Il y avait aussi un sac de couchage dans la tente. Après m'être allongé, je l'ai fermé, ne laissant que mes yeux et mon nez découverts. Il faisait très chaud. Après avoir roulé toute la journée et essuyé une tempête, nous étions tous épuisés. Bientôt, des ronflements se firent entendre dans toutes les tentes.

Le lion blanc rampait à l'extérieur de la tente de Zhuang Rui. Bien que ses yeux fussent clos, le frémissement de ses oreilles indiquait qu'il accomplissait sa mission de garde.

La nuit fut très calme dans la prairie, seulement troublée par le bruissement du vent dans l'herbe. Il n'y eut aucune attaque de loup, contrairement à ce que Zhuang Rui avait imaginé. Il dormit jusqu'au lendemain matin, où le grognement sourd du lion blanc le réveilla. Il regarda sa montre

: il était six heures.

« Très bien, je n'ai pas besoin de te préparer le petit-déjeuner… »

Zhuang Rui sortit de la tente et découvrit le lion blanc en train de dévorer un gros lapin sauvage. Sans doute à cause du froid, le lapin pesait deux kilos et demi, bien plus que les lapins sauvages de l'intérieur des terres. Son pelage était fin et gris, et le lion blanc lui avait tranché la gorge.

« Xiao Zhuang, ce mastiff tibétain est le plus beau que j'aie jamais vu de toute ma vie… »

Tout en se brossant les dents, Gyatso vit Zhuang Rui sortir et lui fit un signe d'approbation, empli d'envie. Il avait parcouru presque toute la région tibétaine, mais il n'avait jamais vu de mastiff tibétain aussi majestueux qu'un lion blanc.

« Frère Gyatso, mon lion blanc est le gardien de la montagne enneigée… »

Zhuang Rui laissa échapper un rire fier en entendant cela. Le lion blanc sembla avoir surpris leur conversation, tourna la tête et grogna à plusieurs reprises avant de se reconcentrer sur le lapin.

«Allez, mangez quelque chose. Nous devons arriver au comté de Zogang aujourd'hui...»

Après avoir fait la vaisselle, Suonan apporta de la viande séchée et de la tsampa. La tsampa est en fait de la farine d'orge grillée avec un peu de sucre. On peut la consommer trempée dans de l'eau bouillante, ou mélangée à du vin d'orge ou du thé au beurre, puis façonnée en petites boules.

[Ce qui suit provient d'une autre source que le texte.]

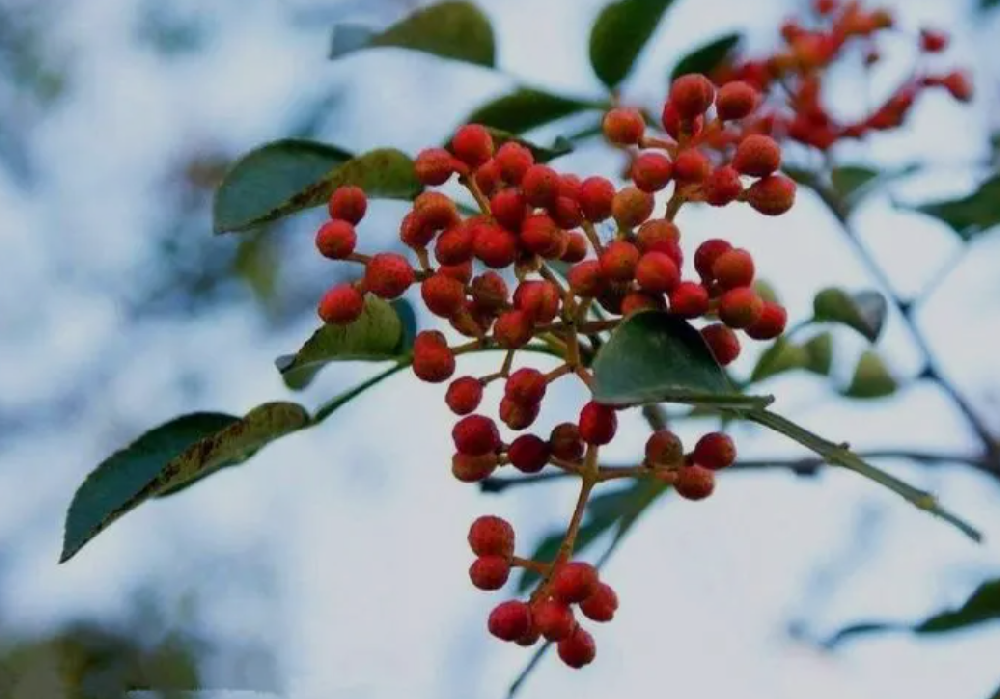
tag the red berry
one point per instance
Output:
(631, 206)
(692, 95)
(348, 203)
(565, 442)
(657, 273)
(664, 448)
(472, 144)
(475, 435)
(722, 341)
(388, 275)
(694, 482)
(434, 166)
(623, 126)
(490, 535)
(526, 386)
(514, 160)
(336, 239)
(601, 604)
(689, 300)
(772, 195)
(740, 307)
(574, 582)
(578, 650)
(489, 572)
(596, 198)
(513, 329)
(529, 453)
(341, 305)
(651, 172)
(554, 619)
(770, 324)
(464, 394)
(736, 100)
(510, 621)
(714, 450)
(733, 268)
(598, 423)
(619, 261)
(540, 185)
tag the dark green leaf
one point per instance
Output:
(619, 35)
(864, 311)
(525, 109)
(708, 57)
(164, 458)
(455, 30)
(970, 215)
(268, 177)
(384, 173)
(378, 335)
(654, 357)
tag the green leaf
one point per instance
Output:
(971, 215)
(619, 35)
(168, 456)
(864, 311)
(268, 177)
(256, 192)
(871, 378)
(981, 607)
(654, 357)
(525, 109)
(707, 58)
(378, 335)
(453, 30)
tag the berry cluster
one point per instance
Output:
(567, 282)
(795, 75)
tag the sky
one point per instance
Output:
(345, 549)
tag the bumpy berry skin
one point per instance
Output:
(434, 166)
(489, 572)
(736, 100)
(340, 305)
(715, 450)
(619, 260)
(464, 395)
(554, 619)
(509, 621)
(631, 206)
(695, 482)
(772, 196)
(475, 435)
(596, 198)
(348, 203)
(651, 172)
(601, 604)
(529, 453)
(723, 342)
(472, 144)
(689, 300)
(388, 275)
(574, 582)
(598, 423)
(579, 650)
(733, 268)
(740, 307)
(336, 239)
(770, 324)
(490, 535)
(757, 155)
(623, 126)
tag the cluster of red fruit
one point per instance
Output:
(796, 72)
(571, 282)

« Frère Suo Nan, j'ai bien peur que tu ne puisses pas venir aujourd'hui, n'est-ce pas ? »

Zhuang Rui avait déjà emprunté cet itinéraire, et il lui avait fallu trois ou quatre jours. Bien que la distance à vol d'oiseau ne fût pas longue, la route de montagne était difficile à parcourir. En bus longue distance, le trajet aurait pris cinq ou six jours.

Gyatso jeta un coup d'œil au ciel et déclara avec assurance : « Il ne devrait pas pleuvoir aujourd'hui. Si nous nous dépêchons, nous pourrons atteindre Zogang et y rester… »

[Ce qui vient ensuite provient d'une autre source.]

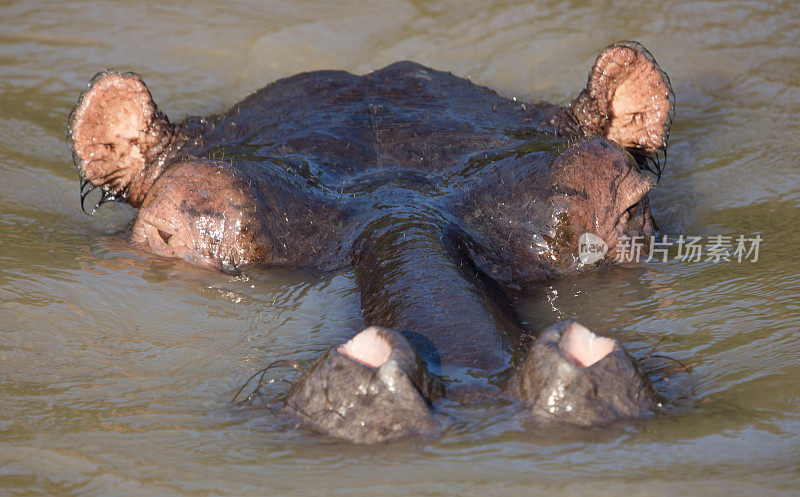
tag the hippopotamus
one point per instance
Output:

Après le petit-déjeuner, le groupe a rapidement plié bagage, puis éteint le feu de camp de la veille avec de l'eau.

Peng Fei a refusé de monter dans l'autre voiture, alors Basang est monté dans le SUV de Jiacuo, tandis que Bai Shi et Peng Fei se sont assis dans la voiture de Zhuang Rui.

L'itinéraire suivi par Gyatso était extrêmement difficile, nécessitant parfois même la traversée d'un canyon entre deux montagnes. Cependant, les paysages étaient superbes et l'on pouvait apercevoir de temps à autre des gazelles sur les flancs de la montagne. L'homme dans la voiture qui nous précédait prenait sans cesse des photos.